On September 19, 2013 the Inter-American Dialogue hosted a round-table discussion on the state of the remittance industry. Manuel Orozco, Senior Associate and Director of the Migration, Remittances and Development Program at the Dialogue, moderated a lively and engaging conversation with representatives from a number of leading money transfer companies: Eduardo Villalobos of Dolex, Robert Dinkins of InterMex, Leesa Kow of Jamaica National Money Services, Ronald Schwartzman of Uniteller, Paul Dwyer of Viamericas, Barbara Span of Western Union and Eugenio Nigro of Xoom Corporation.
Market consolidation and increasing competition are two of the largest trends currently observed in the money transfer industry, Orozco explained. Dinkins and Nigro echoed these findings, highlighting the benefits that competition brings to the market. Over the last 10 years, prices have decreased which has in turn benefited consumers and increased company efficiency, Dinkins argued. Moreover, the end of certain exclusivity agreements has increased competition on the payout side, Villalobos noted.
Many of the speakers addressed the prospects for growth. Villalobos argued that future growth would likely come from other financial services and products. Kow described the introduction of tailor made products, such as directly transferring money to pay for mortgages, as a promising new area. Growth will come from nontraditional markets, Nigro agreed. While some spoke of mobile-to-mobile growth, Schartzman took a more conservative approach, suggesting that, while mobile will grow, people still enjoy having the money in their hands. Span noted that 90% of the global payments today are still made in cash. The success of new, more highly technological products, she argued, would only come to the extent that they can be smoothly integrated into the lives of populations who are financially excluded.

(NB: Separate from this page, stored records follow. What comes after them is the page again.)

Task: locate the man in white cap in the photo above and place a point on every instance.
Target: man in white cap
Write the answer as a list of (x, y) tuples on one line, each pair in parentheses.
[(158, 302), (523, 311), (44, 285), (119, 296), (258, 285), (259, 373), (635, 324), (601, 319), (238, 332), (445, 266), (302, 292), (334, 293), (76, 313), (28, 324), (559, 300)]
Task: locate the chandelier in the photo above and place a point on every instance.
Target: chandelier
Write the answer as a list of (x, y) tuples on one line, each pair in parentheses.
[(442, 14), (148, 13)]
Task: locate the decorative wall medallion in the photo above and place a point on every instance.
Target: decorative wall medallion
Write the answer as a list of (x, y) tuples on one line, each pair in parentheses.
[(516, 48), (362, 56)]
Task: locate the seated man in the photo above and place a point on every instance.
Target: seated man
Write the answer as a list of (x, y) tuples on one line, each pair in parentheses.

Another major and continued trend the industry is facing is bank account closures. Both large and small banks continue to close accounts, making it difficult for money transfer companies to maintain the accounts they need to function. According to Paul Dwyer, large banks face an image risk from an industry that generally receives negative attention from the media. Small banks, he continued, have been discouraged by regulators from holding accounts of remittance companies on the presumption that remittance companies have insufficient infrastructure in place to ensure standards are met. Given these dynamics, it has become a challenge for remittance companies to maintain access to bank accounts.
In the remittance industry, the importance of public relations cannot be overlooked, Kow noted. It is an issue that must be addressed, both by individual companies and by industry as a whole. Schwartzman agreed, suggesting that “if you take one thing away from this event, let it be ceasing to use the term Money Service Business (MSB).” Instead, the companies in the industry should be referred to as Licensed Remittance Companies (LRCs), reflecting their reliability and adherence to regulations. LRCs, Schwartzman continued, offer important services to a segment of the population that is too often ignored.